Так он в Краснодаре "легализовался", и потянулись (неизвестно куда, к чему потянулись) дни, ночи, месяцы, а между тем в Люблине, в Польше, гражданка Квятинская рассматривала переданную ей прокуратурой фотокарточку человека в немецком кителе и в кубанской папахе и узнавала того карателя, который пришел с немцами в их деревню и в сарае сжег молодого партизана-поляка. И в самом Краснодаре нашлись старожилы, которые рассматривали эту же фотокарточку и тоже опознавали "низенького такого карателя в кубанке", который "якшался с немцами и в душегубку людей загонял", и в следственных материалах появлялись о Буглаке все новые и новые записи...
Дзампаев не работал нигде, шатался по селам, торговал крупным орехом. Это был странный, всклокоченный человек с птичьим лицом. Когда за ним пришли, он не то что отдался, а прямо-таки упал в "руки закона", словно хотел наконец обрести оседлость. Медицинская экспертиза признала его вменяемым, и он, напрягая память, сквозь полудрему рассказывал о своей службе в зондеркоманде и о Кристмане, который был "ростом небольшой, а чином большой", и о том, как офицер Макс в Варшаве привел их к какому-то дому и они оттуда забрали повстанцев. И все это, если вдуматься, было невероятно, чудовищно, хотя бы из-за одного того, что житель осетинской деревни Урузбек Дзампаев мог иметь отношение к Кристману, к зондеркоманде, к оккупированной Гитлером Варшаве и ко множеству других явлений и фактов, именуемых "немецким фашизмом".
Эта противоестественность их связи с гитлеровцами усугубляла вину каждого из подсудимых, которые ведь не для того родились на свет и не для того были предназначены, чтобы стать прислужниками немецких фашистов. Здесь было совершено преступление против природы, против самого естества: измена Родине, кровным связям, предназначению в жизни...
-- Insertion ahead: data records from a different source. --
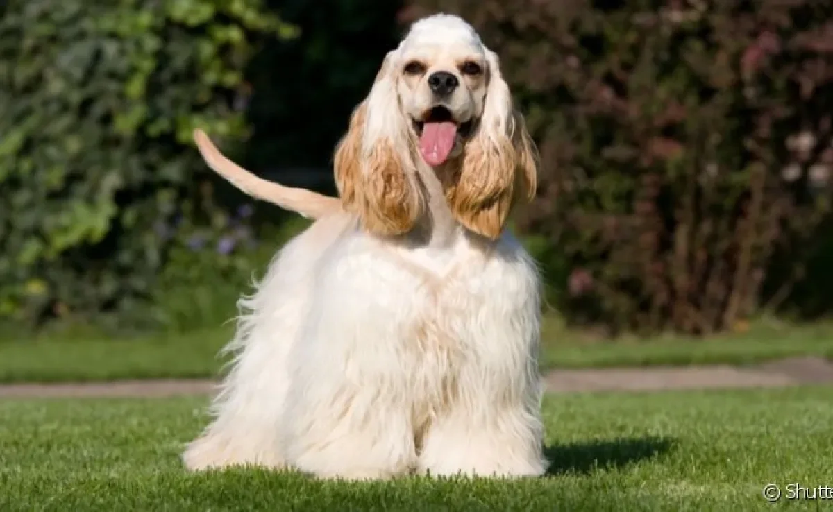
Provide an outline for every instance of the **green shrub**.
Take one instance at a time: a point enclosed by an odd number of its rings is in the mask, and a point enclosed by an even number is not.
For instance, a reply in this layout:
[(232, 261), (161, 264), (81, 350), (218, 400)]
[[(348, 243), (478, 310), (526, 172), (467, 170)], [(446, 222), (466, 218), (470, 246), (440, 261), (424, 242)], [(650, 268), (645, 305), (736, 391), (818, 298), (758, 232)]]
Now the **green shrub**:
[(411, 3), (501, 54), (544, 162), (519, 222), (573, 322), (707, 333), (788, 295), (829, 217), (830, 2)]
[(147, 297), (172, 219), (228, 222), (192, 130), (246, 136), (246, 66), (294, 29), (260, 0), (0, 9), (0, 317)]

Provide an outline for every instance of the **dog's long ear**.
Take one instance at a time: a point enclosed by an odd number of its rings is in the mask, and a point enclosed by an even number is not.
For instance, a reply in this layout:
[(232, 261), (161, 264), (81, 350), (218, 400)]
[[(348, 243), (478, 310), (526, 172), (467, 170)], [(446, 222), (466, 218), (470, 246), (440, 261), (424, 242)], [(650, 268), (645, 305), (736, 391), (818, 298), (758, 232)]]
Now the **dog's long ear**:
[(486, 51), (488, 86), (480, 127), (466, 145), (459, 174), (446, 187), (457, 221), (496, 239), (515, 201), (535, 196), (538, 155), (523, 117), (512, 106), (497, 56)]
[(353, 112), (335, 156), (336, 184), (345, 207), (359, 216), (364, 229), (380, 236), (411, 231), (425, 207), (407, 119), (397, 95), (398, 67), (394, 50)]

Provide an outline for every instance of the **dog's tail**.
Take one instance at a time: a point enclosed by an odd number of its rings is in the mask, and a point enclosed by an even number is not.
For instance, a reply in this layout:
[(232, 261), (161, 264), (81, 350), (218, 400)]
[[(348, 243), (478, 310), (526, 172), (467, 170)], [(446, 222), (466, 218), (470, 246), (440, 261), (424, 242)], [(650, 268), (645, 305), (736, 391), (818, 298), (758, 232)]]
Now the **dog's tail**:
[(257, 177), (226, 158), (202, 130), (194, 130), (194, 142), (208, 167), (244, 194), (312, 219), (318, 219), (342, 209), (342, 203), (336, 197), (303, 188), (284, 186)]

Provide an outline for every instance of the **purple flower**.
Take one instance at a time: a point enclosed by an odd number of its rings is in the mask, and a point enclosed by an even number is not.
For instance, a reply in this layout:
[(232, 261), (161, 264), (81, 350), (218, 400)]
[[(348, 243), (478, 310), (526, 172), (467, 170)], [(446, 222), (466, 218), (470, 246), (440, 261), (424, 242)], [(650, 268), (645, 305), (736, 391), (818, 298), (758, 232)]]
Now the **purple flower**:
[(237, 243), (237, 241), (232, 236), (223, 236), (217, 244), (217, 251), (220, 254), (228, 254), (232, 251), (234, 251), (234, 246)]
[(248, 240), (252, 238), (252, 229), (248, 226), (238, 226), (234, 229), (234, 237), (237, 240)]
[(206, 239), (202, 235), (192, 235), (187, 243), (192, 250), (199, 251), (206, 245)]

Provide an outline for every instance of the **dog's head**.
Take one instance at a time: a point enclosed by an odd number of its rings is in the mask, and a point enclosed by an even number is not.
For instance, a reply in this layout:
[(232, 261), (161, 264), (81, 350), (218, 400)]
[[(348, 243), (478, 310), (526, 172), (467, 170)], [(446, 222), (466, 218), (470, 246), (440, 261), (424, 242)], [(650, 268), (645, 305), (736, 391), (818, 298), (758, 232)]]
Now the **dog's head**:
[(342, 200), (372, 232), (413, 227), (426, 204), (416, 172), (424, 165), (457, 221), (492, 239), (513, 202), (534, 194), (538, 167), (497, 56), (444, 14), (414, 23), (385, 57), (335, 161)]

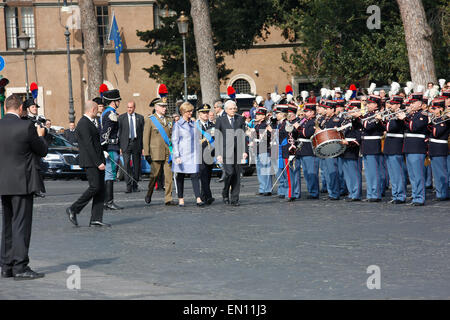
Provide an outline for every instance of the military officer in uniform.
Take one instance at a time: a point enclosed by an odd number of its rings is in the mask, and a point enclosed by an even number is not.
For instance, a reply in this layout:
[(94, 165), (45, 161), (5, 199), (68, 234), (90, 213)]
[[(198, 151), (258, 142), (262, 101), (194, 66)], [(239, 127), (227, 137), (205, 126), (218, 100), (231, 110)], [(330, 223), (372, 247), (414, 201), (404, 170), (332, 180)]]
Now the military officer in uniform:
[(301, 166), (309, 193), (307, 199), (319, 199), (319, 159), (314, 156), (311, 143), (311, 137), (315, 133), (316, 104), (305, 103), (303, 111), (305, 112), (305, 118), (294, 125), (298, 130), (297, 141), (300, 145), (297, 150), (297, 161), (295, 163), (295, 170), (298, 171), (299, 179), (298, 194), (296, 193), (295, 195), (297, 198), (301, 198)]
[[(403, 97), (393, 96), (386, 106), (391, 113), (400, 112)], [(390, 203), (401, 204), (406, 201), (406, 177), (405, 162), (403, 155), (403, 139), (405, 132), (405, 123), (397, 116), (388, 118), (385, 124), (386, 139), (384, 141), (383, 153), (386, 158), (386, 165), (389, 174), (389, 180), (392, 186), (392, 199)]]
[(430, 140), (428, 141), (428, 153), (431, 158), (431, 169), (434, 176), (436, 188), (436, 201), (448, 200), (448, 136), (450, 133), (450, 121), (443, 122), (443, 112), (445, 110), (445, 99), (434, 99), (431, 105), (431, 112), (435, 115), (435, 122), (430, 123)]
[(117, 164), (119, 163), (119, 116), (120, 92), (117, 89), (105, 91), (103, 100), (107, 107), (101, 115), (100, 143), (108, 153), (105, 169), (105, 210), (123, 209), (114, 203), (114, 181), (117, 178)]
[(196, 128), (200, 131), (202, 145), (202, 163), (199, 166), (199, 176), (201, 184), (201, 199), (206, 204), (212, 204), (214, 198), (211, 193), (211, 175), (214, 167), (214, 123), (209, 121), (211, 106), (204, 104), (198, 111), (198, 120), (195, 122)]
[[(384, 126), (381, 122), (381, 117), (376, 115), (380, 104), (381, 98), (379, 96), (369, 96), (367, 99), (368, 112), (362, 122), (361, 153), (363, 155), (367, 185), (365, 201), (369, 202), (380, 202), (383, 193), (381, 181), (381, 138), (383, 136)], [(369, 117), (372, 118), (367, 119)]]
[(342, 154), (342, 170), (344, 180), (348, 190), (347, 202), (361, 201), (362, 194), (362, 168), (359, 161), (359, 150), (361, 146), (361, 101), (352, 100), (347, 107), (348, 117), (344, 122), (349, 121), (350, 126), (343, 130), (345, 139), (342, 141), (347, 147)]
[(405, 121), (405, 140), (403, 151), (406, 155), (409, 180), (412, 188), (413, 206), (425, 204), (425, 157), (428, 134), (428, 114), (422, 111), (423, 93), (413, 93), (409, 99), (411, 109), (408, 115), (400, 113), (398, 118)]
[(149, 115), (144, 121), (144, 156), (151, 166), (148, 191), (145, 203), (152, 201), (155, 183), (161, 171), (164, 171), (164, 186), (166, 206), (175, 206), (172, 198), (172, 119), (166, 116), (167, 99), (155, 98), (150, 105), (155, 106), (155, 113)]

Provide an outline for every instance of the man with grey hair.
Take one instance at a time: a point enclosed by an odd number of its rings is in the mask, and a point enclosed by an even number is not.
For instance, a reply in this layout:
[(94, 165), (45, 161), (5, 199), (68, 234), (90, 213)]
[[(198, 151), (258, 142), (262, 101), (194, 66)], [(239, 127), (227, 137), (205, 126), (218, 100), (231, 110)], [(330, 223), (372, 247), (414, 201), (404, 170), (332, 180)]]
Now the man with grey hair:
[(248, 158), (245, 144), (245, 120), (236, 114), (236, 111), (236, 102), (228, 100), (225, 103), (225, 114), (217, 118), (215, 129), (216, 157), (217, 161), (223, 164), (225, 172), (223, 202), (233, 206), (239, 206), (241, 163)]
[(75, 201), (66, 213), (70, 222), (78, 226), (77, 215), (92, 199), (91, 221), (89, 226), (109, 227), (103, 223), (103, 202), (105, 200), (105, 156), (100, 145), (100, 133), (95, 124), (98, 105), (87, 101), (84, 116), (78, 121), (75, 132), (80, 150), (80, 166), (86, 170), (89, 188)]

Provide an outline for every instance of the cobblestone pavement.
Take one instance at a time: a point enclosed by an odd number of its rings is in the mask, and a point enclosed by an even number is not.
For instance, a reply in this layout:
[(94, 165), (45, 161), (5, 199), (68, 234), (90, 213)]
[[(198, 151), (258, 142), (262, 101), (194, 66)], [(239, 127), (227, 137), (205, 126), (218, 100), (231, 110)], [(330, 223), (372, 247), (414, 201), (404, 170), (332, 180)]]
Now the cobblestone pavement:
[[(0, 279), (0, 299), (450, 298), (450, 202), (349, 204), (303, 193), (287, 203), (255, 195), (255, 176), (242, 182), (240, 207), (222, 203), (214, 179), (216, 202), (206, 208), (195, 206), (190, 181), (185, 208), (164, 206), (163, 192), (146, 205), (145, 191), (125, 194), (116, 183), (125, 209), (105, 211), (112, 228), (87, 227), (89, 208), (75, 228), (65, 209), (87, 182), (46, 181), (30, 248), (30, 266), (46, 276)], [(81, 269), (80, 290), (67, 288), (71, 265)], [(367, 287), (372, 265), (379, 290)]]

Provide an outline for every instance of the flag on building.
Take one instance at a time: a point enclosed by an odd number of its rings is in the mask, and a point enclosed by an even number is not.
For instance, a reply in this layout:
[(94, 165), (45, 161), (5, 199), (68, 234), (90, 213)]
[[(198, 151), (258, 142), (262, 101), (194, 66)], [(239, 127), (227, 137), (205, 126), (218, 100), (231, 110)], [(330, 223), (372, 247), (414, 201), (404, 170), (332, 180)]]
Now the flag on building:
[(117, 26), (116, 15), (113, 15), (111, 30), (109, 31), (109, 40), (114, 41), (114, 50), (116, 51), (116, 63), (119, 64), (120, 53), (123, 50), (122, 39), (120, 38), (119, 27)]

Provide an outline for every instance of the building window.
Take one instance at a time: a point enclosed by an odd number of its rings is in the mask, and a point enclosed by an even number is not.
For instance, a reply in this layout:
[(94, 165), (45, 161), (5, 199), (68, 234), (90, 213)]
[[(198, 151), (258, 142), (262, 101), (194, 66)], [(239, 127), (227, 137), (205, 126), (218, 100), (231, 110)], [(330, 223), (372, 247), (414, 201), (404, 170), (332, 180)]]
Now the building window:
[(233, 82), (232, 87), (236, 90), (236, 93), (252, 93), (250, 83), (245, 79), (237, 79)]
[(98, 37), (100, 47), (104, 47), (108, 43), (109, 36), (109, 14), (108, 6), (97, 6), (97, 23), (98, 23)]
[(6, 7), (6, 45), (8, 49), (19, 48), (17, 37), (24, 31), (30, 37), (30, 48), (36, 47), (33, 7)]

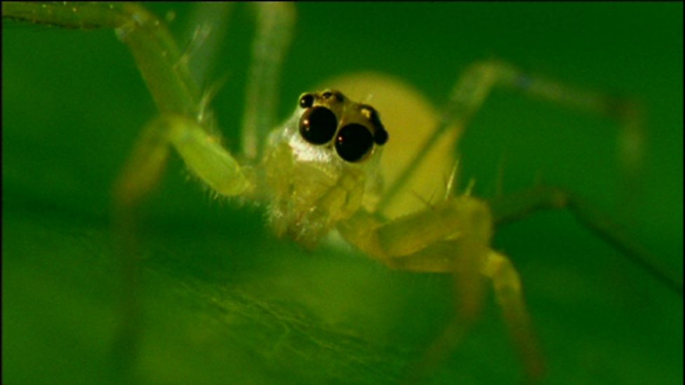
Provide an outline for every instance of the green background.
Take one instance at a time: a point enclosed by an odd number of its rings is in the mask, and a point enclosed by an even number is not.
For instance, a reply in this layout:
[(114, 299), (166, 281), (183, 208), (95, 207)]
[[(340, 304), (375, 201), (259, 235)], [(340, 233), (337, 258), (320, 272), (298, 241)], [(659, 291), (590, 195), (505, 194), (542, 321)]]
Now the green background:
[[(153, 9), (175, 11), (182, 41), (210, 20), (183, 5)], [(681, 4), (314, 4), (298, 12), (281, 117), (326, 78), (368, 69), (404, 79), (439, 105), (460, 71), (484, 58), (638, 98), (648, 138), (641, 195), (630, 205), (613, 122), (512, 93), (495, 92), (470, 126), (463, 175), (484, 196), (503, 163), (505, 191), (541, 177), (578, 191), (682, 275)], [(214, 106), (235, 149), (253, 25), (244, 7), (220, 20), (227, 24), (215, 27), (206, 79), (228, 75)], [(154, 107), (112, 31), (4, 21), (2, 39), (3, 380), (106, 379), (121, 283), (109, 194)], [(143, 231), (146, 381), (394, 383), (449, 320), (448, 278), (389, 271), (331, 244), (305, 251), (276, 239), (258, 208), (211, 198), (178, 159), (168, 170)], [(547, 382), (682, 383), (682, 297), (569, 214), (502, 229), (495, 246), (522, 276)], [(491, 302), (431, 381), (520, 381)]]

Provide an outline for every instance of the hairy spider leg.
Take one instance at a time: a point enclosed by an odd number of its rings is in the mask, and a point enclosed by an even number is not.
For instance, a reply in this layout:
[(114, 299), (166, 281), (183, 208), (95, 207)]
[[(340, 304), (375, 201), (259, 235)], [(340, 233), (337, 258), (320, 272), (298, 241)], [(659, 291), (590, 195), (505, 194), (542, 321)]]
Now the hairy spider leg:
[[(287, 11), (291, 7), (279, 9)], [(277, 18), (271, 8), (258, 6), (255, 9), (258, 30), (272, 29)], [(141, 294), (140, 251), (135, 231), (138, 208), (158, 184), (170, 147), (194, 175), (218, 194), (244, 194), (253, 189), (253, 184), (222, 146), (213, 115), (205, 105), (206, 98), (190, 75), (185, 53), (164, 23), (144, 8), (129, 3), (3, 3), (2, 13), (5, 18), (63, 28), (114, 29), (131, 49), (159, 110), (159, 117), (144, 129), (113, 193), (113, 221), (124, 278), (121, 325), (113, 353), (117, 374), (124, 381), (133, 380), (141, 322), (138, 299)], [(291, 13), (292, 18), (294, 13)], [(272, 57), (260, 60), (280, 62)], [(272, 96), (259, 97), (263, 100)]]

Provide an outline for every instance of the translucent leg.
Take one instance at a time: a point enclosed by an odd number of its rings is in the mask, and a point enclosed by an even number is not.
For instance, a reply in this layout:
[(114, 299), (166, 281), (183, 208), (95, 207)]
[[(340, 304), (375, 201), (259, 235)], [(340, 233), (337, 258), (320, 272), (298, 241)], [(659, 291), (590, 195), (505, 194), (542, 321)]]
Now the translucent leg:
[(252, 64), (248, 78), (243, 118), (243, 154), (260, 158), (269, 130), (274, 127), (276, 102), (284, 57), (295, 25), (291, 3), (255, 3), (257, 34), (252, 44)]
[(513, 265), (489, 248), (492, 217), (488, 206), (467, 196), (449, 197), (424, 210), (383, 221), (359, 213), (339, 227), (350, 243), (387, 266), (409, 271), (454, 276), (455, 316), (413, 365), (410, 383), (425, 379), (462, 341), (479, 313), (484, 278), (496, 297), (529, 379), (539, 378), (543, 359)]
[(568, 209), (585, 227), (615, 248), (674, 292), (683, 295), (681, 279), (660, 266), (659, 262), (639, 246), (600, 211), (583, 199), (557, 187), (538, 186), (497, 198), (491, 203), (497, 226), (519, 220), (540, 210)]
[[(498, 61), (472, 65), (459, 77), (443, 109), (441, 121), (424, 142), (419, 154), (429, 153), (448, 130), (463, 130), (495, 88), (513, 89), (524, 95), (548, 100), (571, 109), (617, 120), (619, 161), (625, 172), (627, 191), (639, 186), (642, 164), (644, 133), (641, 114), (636, 103), (601, 93), (577, 89), (544, 77), (533, 76)], [(455, 140), (458, 140), (458, 136)], [(391, 201), (421, 163), (419, 155), (389, 187), (379, 210)]]
[(138, 208), (157, 185), (174, 148), (188, 168), (217, 194), (234, 196), (253, 184), (213, 133), (205, 98), (187, 60), (163, 22), (140, 6), (103, 3), (3, 3), (3, 18), (64, 28), (112, 28), (131, 48), (160, 112), (145, 129), (118, 179), (113, 196), (116, 250), (123, 270), (122, 309), (114, 336), (116, 375), (135, 380), (140, 337), (140, 255)]

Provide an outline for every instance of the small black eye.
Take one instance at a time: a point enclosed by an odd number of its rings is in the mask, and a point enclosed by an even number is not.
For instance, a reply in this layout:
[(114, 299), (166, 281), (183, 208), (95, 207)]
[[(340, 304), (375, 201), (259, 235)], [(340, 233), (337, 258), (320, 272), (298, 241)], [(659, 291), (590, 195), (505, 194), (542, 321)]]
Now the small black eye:
[(300, 118), (300, 135), (312, 144), (328, 143), (335, 135), (338, 119), (330, 109), (317, 107), (308, 109)]
[(371, 131), (361, 124), (348, 124), (335, 137), (338, 154), (348, 162), (361, 161), (373, 147), (373, 136)]
[(373, 135), (373, 140), (377, 144), (385, 144), (387, 142), (387, 131), (383, 128), (376, 130), (375, 135)]
[(300, 98), (300, 107), (302, 108), (309, 108), (314, 105), (314, 95), (310, 93), (305, 93)]

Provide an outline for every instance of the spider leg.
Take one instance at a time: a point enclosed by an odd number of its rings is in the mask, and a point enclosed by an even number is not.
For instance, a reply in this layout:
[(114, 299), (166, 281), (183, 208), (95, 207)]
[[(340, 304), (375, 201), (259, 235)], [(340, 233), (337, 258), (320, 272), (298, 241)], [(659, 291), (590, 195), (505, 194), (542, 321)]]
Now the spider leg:
[(253, 184), (221, 146), (183, 53), (165, 25), (145, 8), (128, 3), (4, 3), (2, 13), (4, 18), (63, 28), (114, 29), (131, 49), (159, 110), (159, 116), (144, 130), (113, 193), (116, 252), (124, 272), (114, 363), (122, 382), (135, 381), (142, 294), (135, 231), (138, 208), (157, 185), (170, 149), (218, 194), (242, 194)]
[(494, 289), (527, 377), (541, 376), (543, 359), (520, 278), (511, 262), (490, 248), (493, 226), (487, 204), (465, 195), (392, 220), (361, 211), (338, 225), (348, 242), (391, 268), (455, 277), (455, 317), (411, 367), (409, 382), (430, 375), (459, 344), (478, 317), (486, 280)]
[(253, 6), (257, 33), (252, 43), (241, 137), (243, 154), (258, 159), (260, 146), (277, 123), (280, 70), (292, 39), (295, 11), (291, 3), (258, 2)]
[(495, 223), (505, 225), (542, 210), (567, 209), (578, 222), (616, 248), (669, 290), (683, 295), (682, 281), (662, 267), (660, 262), (636, 243), (620, 227), (592, 205), (558, 187), (537, 186), (528, 190), (498, 197), (491, 201)]
[[(379, 205), (379, 210), (385, 208), (404, 187), (421, 163), (422, 156), (428, 154), (448, 131), (463, 130), (468, 126), (471, 119), (495, 88), (514, 90), (528, 97), (547, 100), (572, 110), (608, 116), (617, 121), (620, 126), (618, 157), (624, 173), (625, 191), (633, 194), (640, 186), (644, 133), (642, 113), (637, 103), (599, 92), (576, 88), (524, 72), (503, 62), (488, 60), (474, 63), (458, 78), (443, 108), (439, 123), (422, 144), (422, 149), (418, 152), (419, 155), (389, 186)], [(455, 142), (460, 136), (454, 136), (453, 140)]]

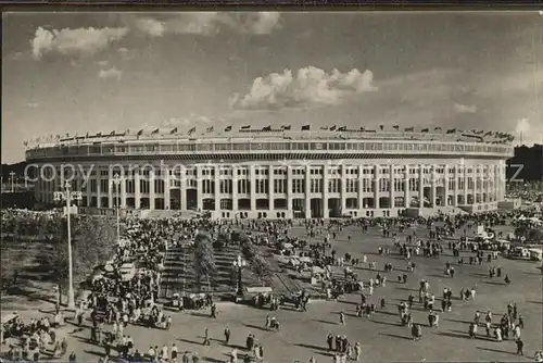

Теперь их собрали всех вместе, девять человек: Вейха, Буглака, Сургуладзе, Скрипкина, Псарева, Еськова, Жирухина, Дзампаева, Сухова. И казалось, что в суд их везут прямо из войны и не было этих восемнадцати "промежуточных" лет, потому что если "мертвые остаются молодыми", то и преступления убийц не стареют; давние их дела кровоточат еще и сегодня...
* * *
10 октября 1963 года, в 8.30 утра, к краснодарскому Дому офицеров, к "артистическому входу", подъехали два тюремных автобуса. Выстроились усиленные наряды милиции. Высыпали из машин - бегом, бегом, как по тревоге, - заняли свои места конвоиры.